L’Europe reste une puissance économique majeure. Pêle-mêle, l’UE, c’est quelque 20 % du produit intérieur brut mondial (PIB), 42 % du commerce de la planète, l’un des tout premiers pôles technologiques, le réceptacle de 30 % des investissements étrangers et une devise, l’euro, devenue la deuxième monnaie de réserve du monde.
Ces performances ne sont-elles que l’addition de réussites nationales ? Non. Elles n’ont été possibles que sous l’impulsion des traités instituant, pas à pas, un grand marché unique, l’harmonisation des règles commerciales, une concurrence libre et censée être à peu près loyale, bordée de normes sociales plus ou moins contraignantes.
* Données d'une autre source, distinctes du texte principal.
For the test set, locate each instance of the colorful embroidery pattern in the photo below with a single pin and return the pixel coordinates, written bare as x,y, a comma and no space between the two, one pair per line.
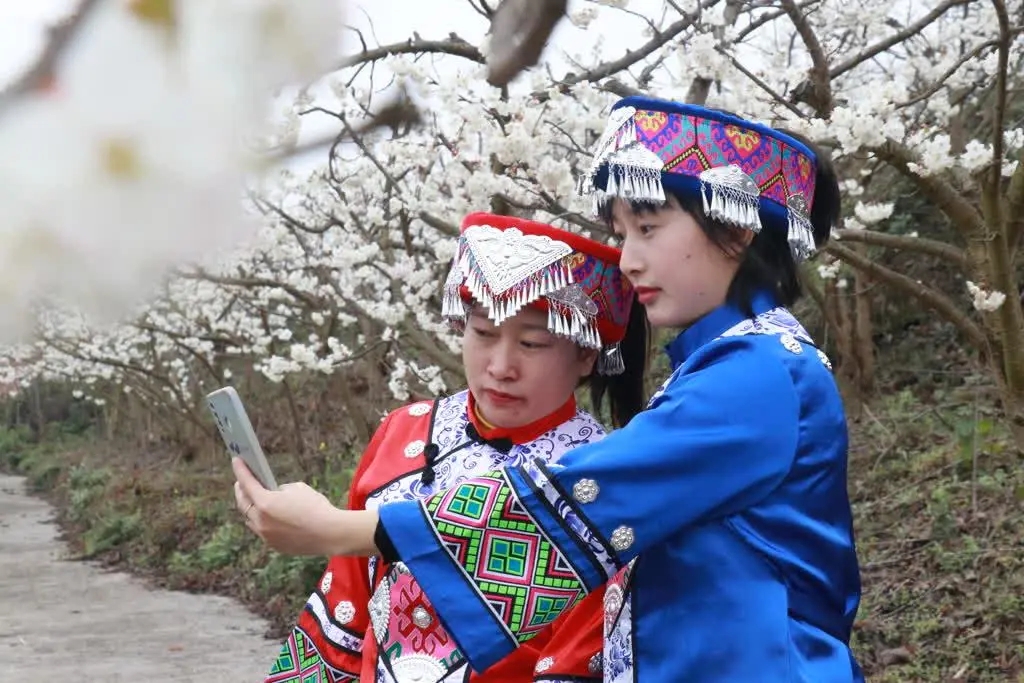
300,663
690,144
518,571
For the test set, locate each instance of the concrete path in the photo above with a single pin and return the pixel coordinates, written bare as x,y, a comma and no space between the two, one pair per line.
70,621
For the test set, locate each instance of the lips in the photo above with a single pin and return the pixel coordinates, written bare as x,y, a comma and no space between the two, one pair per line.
500,397
646,294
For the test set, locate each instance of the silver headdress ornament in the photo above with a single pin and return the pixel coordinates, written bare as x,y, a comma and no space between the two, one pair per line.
728,194
732,197
505,270
801,231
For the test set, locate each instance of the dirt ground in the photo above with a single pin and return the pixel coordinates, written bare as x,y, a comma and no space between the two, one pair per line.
65,620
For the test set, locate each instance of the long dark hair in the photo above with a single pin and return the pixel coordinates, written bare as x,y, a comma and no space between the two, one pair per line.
626,390
767,264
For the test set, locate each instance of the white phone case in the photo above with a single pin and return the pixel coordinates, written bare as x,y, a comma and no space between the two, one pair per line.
237,430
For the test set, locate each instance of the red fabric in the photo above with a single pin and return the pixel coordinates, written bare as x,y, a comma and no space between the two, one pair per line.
570,642
523,433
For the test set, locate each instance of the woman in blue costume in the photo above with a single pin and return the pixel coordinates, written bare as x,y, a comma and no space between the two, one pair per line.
719,516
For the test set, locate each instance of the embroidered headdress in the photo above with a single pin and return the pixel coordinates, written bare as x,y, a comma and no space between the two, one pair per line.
747,174
506,264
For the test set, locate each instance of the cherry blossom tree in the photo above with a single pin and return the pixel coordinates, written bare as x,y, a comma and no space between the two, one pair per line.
342,276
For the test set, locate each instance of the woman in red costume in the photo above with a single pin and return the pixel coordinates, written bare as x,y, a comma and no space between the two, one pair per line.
542,311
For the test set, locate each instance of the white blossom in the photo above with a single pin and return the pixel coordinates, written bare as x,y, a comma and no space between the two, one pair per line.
985,301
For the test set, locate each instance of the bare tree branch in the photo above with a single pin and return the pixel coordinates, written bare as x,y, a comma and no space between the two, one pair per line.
631,57
1001,73
905,243
820,79
896,38
256,283
519,31
416,45
965,217
40,75
1015,207
936,300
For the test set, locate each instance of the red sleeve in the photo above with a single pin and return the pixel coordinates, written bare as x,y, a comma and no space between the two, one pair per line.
333,624
573,652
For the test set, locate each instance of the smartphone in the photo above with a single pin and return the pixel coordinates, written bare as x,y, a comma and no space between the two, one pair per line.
237,430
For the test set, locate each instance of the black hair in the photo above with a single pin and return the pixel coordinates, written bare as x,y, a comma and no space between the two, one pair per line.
767,264
626,390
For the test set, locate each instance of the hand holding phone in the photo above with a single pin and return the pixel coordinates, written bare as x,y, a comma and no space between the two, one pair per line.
237,430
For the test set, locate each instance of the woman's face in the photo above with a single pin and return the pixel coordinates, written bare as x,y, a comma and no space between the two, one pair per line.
520,372
678,272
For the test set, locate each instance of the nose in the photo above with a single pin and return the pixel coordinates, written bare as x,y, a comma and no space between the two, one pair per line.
503,364
631,262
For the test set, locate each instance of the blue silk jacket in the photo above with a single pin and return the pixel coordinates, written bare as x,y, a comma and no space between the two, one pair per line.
719,517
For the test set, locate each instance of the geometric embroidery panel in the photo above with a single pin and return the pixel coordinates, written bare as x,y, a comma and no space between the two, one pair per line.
516,569
300,663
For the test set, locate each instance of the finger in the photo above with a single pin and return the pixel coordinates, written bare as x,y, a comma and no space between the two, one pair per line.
241,500
249,483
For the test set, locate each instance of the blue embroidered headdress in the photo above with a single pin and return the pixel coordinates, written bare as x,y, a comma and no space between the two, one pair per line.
745,174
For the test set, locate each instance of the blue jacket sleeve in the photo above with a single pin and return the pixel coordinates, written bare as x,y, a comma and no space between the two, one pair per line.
502,556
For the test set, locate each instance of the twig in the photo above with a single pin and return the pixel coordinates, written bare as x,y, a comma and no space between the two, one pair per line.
41,74
936,300
905,243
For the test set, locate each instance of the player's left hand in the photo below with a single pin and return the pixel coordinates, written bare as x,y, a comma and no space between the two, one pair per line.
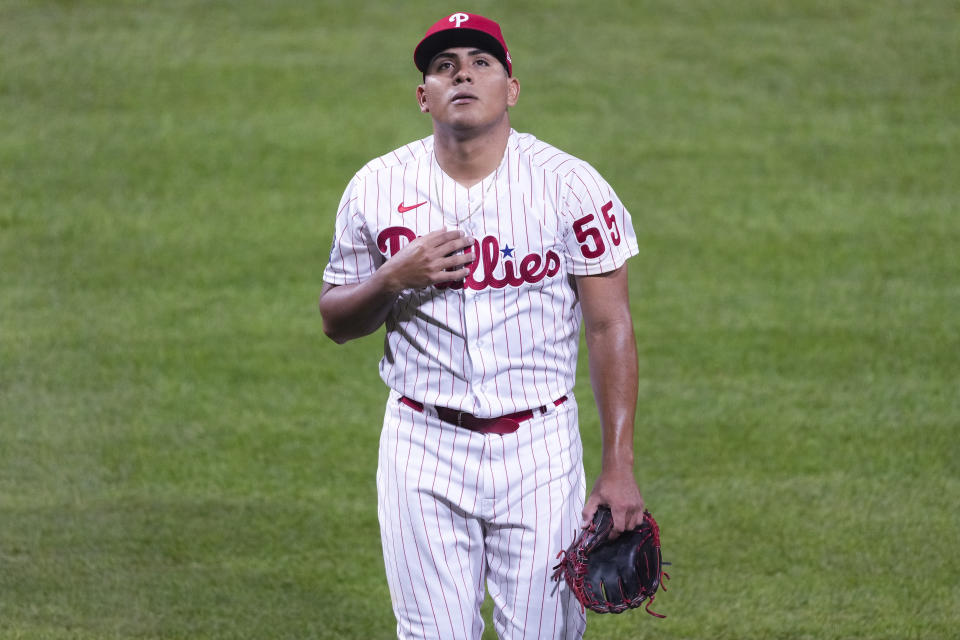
617,490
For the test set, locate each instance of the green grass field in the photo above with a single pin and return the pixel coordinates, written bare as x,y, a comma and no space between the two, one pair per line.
183,454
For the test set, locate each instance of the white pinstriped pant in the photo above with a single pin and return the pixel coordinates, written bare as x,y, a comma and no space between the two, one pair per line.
458,508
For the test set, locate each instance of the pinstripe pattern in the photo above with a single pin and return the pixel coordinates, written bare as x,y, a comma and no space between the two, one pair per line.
462,512
481,348
446,493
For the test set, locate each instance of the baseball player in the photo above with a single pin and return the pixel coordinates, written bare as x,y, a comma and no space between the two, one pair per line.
481,249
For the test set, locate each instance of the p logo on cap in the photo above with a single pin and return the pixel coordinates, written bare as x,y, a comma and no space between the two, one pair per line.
462,30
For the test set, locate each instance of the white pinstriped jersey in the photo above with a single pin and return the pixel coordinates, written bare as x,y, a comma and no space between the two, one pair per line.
506,338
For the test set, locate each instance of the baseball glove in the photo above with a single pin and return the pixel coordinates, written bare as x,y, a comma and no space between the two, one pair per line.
611,576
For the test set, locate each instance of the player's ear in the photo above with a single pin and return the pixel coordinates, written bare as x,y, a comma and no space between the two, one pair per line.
422,99
513,91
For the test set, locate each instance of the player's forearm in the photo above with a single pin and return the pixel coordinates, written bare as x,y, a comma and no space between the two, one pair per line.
356,310
613,376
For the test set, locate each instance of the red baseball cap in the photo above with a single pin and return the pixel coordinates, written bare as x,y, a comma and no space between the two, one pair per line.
459,30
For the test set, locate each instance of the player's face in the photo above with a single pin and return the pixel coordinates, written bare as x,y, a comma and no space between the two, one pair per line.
467,88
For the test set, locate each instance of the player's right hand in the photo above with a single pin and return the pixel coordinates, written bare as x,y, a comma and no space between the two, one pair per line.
438,256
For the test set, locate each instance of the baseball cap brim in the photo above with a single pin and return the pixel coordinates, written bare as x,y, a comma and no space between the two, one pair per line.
440,37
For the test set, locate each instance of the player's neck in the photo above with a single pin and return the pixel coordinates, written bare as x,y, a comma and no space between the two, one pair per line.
470,156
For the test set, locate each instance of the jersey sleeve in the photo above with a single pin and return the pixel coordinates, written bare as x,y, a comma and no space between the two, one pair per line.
353,254
600,237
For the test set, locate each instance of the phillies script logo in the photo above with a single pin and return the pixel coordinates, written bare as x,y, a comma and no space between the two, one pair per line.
530,269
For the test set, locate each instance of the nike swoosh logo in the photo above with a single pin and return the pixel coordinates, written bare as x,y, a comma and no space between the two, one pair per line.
403,209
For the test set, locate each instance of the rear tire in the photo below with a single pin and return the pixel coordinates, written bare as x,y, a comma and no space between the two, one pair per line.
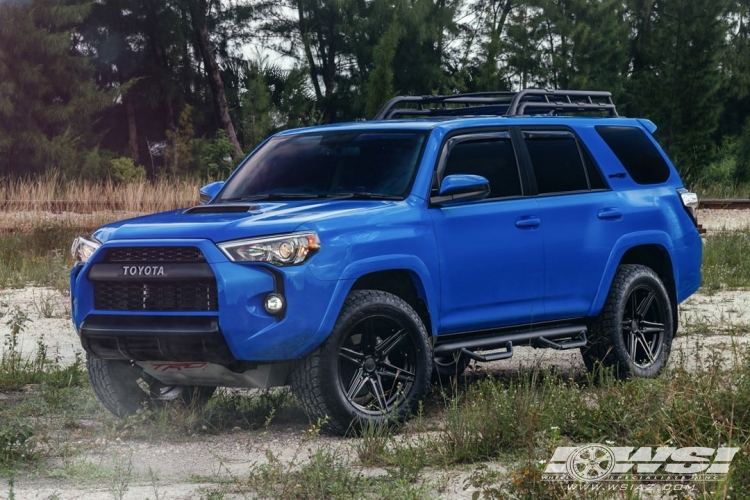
633,333
123,388
374,367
Contrairement à ce que croient les libéraux, le libéralisme organisé produit des réglementations à la pelle, donc de la bureaucratie.
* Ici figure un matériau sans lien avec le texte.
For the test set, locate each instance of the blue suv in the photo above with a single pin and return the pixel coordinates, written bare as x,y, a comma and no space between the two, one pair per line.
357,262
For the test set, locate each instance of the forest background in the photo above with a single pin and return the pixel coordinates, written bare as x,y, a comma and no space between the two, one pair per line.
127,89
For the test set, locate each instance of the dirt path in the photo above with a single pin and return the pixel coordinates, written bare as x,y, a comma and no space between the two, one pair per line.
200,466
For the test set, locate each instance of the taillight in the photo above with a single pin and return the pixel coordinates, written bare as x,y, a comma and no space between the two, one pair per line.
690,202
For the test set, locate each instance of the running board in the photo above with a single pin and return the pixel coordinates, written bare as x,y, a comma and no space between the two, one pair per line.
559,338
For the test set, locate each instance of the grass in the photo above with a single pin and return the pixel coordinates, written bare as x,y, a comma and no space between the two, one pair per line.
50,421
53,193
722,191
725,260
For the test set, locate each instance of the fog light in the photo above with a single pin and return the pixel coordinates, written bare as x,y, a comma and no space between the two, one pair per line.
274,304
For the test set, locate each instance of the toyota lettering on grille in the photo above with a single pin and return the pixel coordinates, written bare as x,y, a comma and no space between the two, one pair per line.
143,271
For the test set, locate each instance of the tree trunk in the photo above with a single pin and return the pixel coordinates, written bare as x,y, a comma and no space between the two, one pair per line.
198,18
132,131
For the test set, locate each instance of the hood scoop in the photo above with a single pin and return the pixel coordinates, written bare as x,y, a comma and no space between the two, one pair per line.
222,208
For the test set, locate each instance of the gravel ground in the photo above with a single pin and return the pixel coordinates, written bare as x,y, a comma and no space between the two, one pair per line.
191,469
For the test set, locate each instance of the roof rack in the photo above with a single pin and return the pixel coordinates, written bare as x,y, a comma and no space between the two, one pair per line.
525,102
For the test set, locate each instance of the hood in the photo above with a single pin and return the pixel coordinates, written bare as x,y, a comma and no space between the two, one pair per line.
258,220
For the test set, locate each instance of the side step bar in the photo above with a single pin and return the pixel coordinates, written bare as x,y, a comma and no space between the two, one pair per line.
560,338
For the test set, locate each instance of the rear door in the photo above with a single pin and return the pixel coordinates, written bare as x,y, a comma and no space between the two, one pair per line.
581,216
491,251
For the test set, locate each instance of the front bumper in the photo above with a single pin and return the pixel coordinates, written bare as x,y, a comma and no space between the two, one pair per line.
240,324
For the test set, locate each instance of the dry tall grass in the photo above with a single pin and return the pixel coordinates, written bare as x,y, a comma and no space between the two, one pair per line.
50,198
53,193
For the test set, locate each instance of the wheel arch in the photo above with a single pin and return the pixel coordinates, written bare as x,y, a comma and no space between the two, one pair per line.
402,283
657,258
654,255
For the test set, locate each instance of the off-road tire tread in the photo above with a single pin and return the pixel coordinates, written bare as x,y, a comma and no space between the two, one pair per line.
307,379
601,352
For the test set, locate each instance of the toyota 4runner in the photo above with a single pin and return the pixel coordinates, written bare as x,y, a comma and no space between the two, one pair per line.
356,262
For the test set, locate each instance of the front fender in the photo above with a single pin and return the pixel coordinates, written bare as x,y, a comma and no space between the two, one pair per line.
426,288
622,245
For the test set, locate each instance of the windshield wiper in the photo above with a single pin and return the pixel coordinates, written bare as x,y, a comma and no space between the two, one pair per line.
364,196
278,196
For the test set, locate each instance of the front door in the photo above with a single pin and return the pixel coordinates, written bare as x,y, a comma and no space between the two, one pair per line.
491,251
Ces succès ont leur traduction sociale, qui, là encore, porte la marque de l’Europe. A l’aune de l’indicateur du développement humain de l’ONU, l’Europe est dans le classement de tête des pays disposant de l’espérance de vie la plus longue à la naissance, des meilleures conditions d’accès à l’éducation, du plus fort PIB par habitant (Roumanie et Bulgarie exceptées). Le niveau sanitaire de l’UE est inégalé, celui des dépenses sociales par habitant aussi. L’Europe est le continent le moins inégalitaire.
UN MODÈLE DE SAVOIR VIVRE ENSEMBLE
Née hors d’Europe, la crise de 2008 a fait exploser le chômage au sein de l’Union (plus de 26 millions de sans-emploi), monter la précarité et la paupérisation. La dévastation sociale nourrit l’euroscepticisme, même si l’Europe n’y est pas pour grand-chose. Imposée par l’Allemagne, en échange de mécanismes de solidarité financière non prévus par les traités, l’austérité budgétaire a particulièrement frappé la zone euro – mais le reste de l’Europe aussi. Elle tient moins à la monnaie unique en elle-même qu’à la politique choisie pour traiter la dette publique dans la zone euro.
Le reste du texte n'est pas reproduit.